Archives de Tag: foucault

De la gouvernance : l’art de gouverner le moins possible

Tout en évitant d’employer le terme de gouvernance en lui préférant celui de gouvernementalité, Foucault a repéré au XVIIIe siècle européen « l’apparition d’un nouvel art de gouverner qui est essentiellement caractérisé par la mise en place de mécanismes qui ont pour fonction de limiter de l’intérieur l’exercice du pouvoir de gouverner »[1]. Cet art de gouverner le moins possible dans un minimum d’État trouverait l’inspiration de ses limites dans les « lois naturelles » du marché telles que formulées par l’économie politique naissante.

La notion de gouvernance que Foucault a tenu à éviter est née de la langue française du mot qui renvoyant, dans le langage politique du Moyen Âge, au terme de « gouvernement » qui l’a progressivement remplacé. Le mot « gouvernance » a disparu pendant des siècles avant de réapparaître dans un contexte très différent à partir des années 1970 : celui de l’entreprise, à travers l’expression anglaise de Corporate Governance (Gouvernance d’entreprise). C’est donc à partir du secteur privé qu’a resurgi la notion, qui désignait alors un mode de gestion des entreprises fondé sur une articulation entre le pouvoir des actionnaires et celui de la direction.
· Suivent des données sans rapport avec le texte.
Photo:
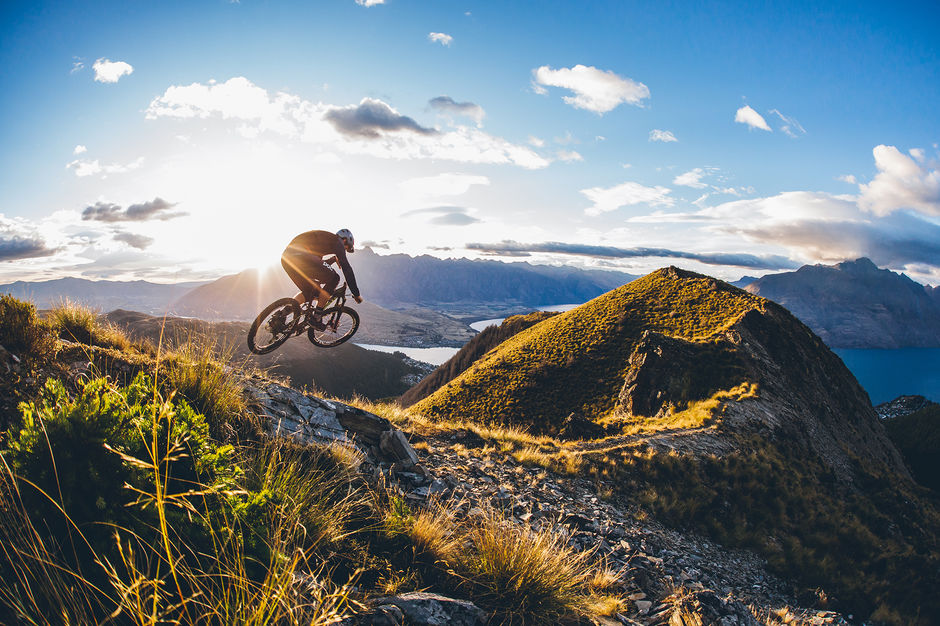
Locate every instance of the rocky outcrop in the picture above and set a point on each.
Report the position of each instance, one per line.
(309, 419)
(666, 373)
Mais indépendamment de la définition que l’on peut donner à la « Gouvernance », cette notion n’est sûrement pas une recette technique neutre à l’usage des praticiens du pouvoir.  Elle n’échappe pas à la connotation idéologique néolibérale qui a marqué sa réapparition en Amérique du Nord à partir des années 1970 : « idéologie de désengagement de l’État/providence, glissement du gouvernement vers la gouvernance, et de l’intérêt général vers celui des particuliers »[2].

Si la généalogie de cette notion nous montre qu’il ne s’agit pas d’une simple technique applicable à toute pratique de gestion, son usage multiple actuel nous indique qu’il s’agit d’un emploi technique entraînant une nouvelle vision du politique. En effet, avec la remise en cause du rôle de l’État notamment dans les pays anglo-saxons, émerge dans la pensée politique et administrative une conception fonctionnelle de la gouvernance liée à la logique dite du New Public Management (nouvelle gestion publique). Cette logique repose sur une vision minimaliste de l’État selon laquelle celui-ci doit revenir à son « cœur de métier » en décentralisant sur d’autres acteurs les fonctions considérées comme non stratégiques, comme le font d’ailleurs à la même époque les grands groupes industriels confrontés à la mondialisation.

Revisiter le concept de « gouvernance » dans le contexte actuel de l’Université Laval n’est pas un simple exercice académique, étant donné le développement qu’a connu ce concept ces dernières années et les différents champs qu’il a pu investir entre deux principaux systèmes de gouvernance : la gouvernance d’entreprise pour le secteur privé et la gouvernance politique pour la pensée politique et administrative. Par « gouvernance politique », on parle de Gouvernance mondiale ou globale, de Gouvernance locale ou Gouvernance régionale. Tandis que les systèmes de gouvernance privée couvrent, dans la conception néolibérale, la gouvernance de l’entreprise, la gouvernance stratégique, la gouvernance de la famille, la gouvernance d’Internet, la gouvernance universitaire et la gouvernance des systèmes d’information.

Comme toute notion, la gouvernance n’est ni bonne ni mauvaise a priori, mais c’est la vision politique qui soutient telle ou telle gouvernance qui fait en sorte que l’université soit classée dans la case de l’entreprise privée.


[1] Michel Foucault (2004). Naissance de la biopolitique. Cours au Collège de France 1978-1979. Gallimard/Seuil.

[2] J.-Ch. Mathias (2009). Politique de Cassandre, Sang de terre.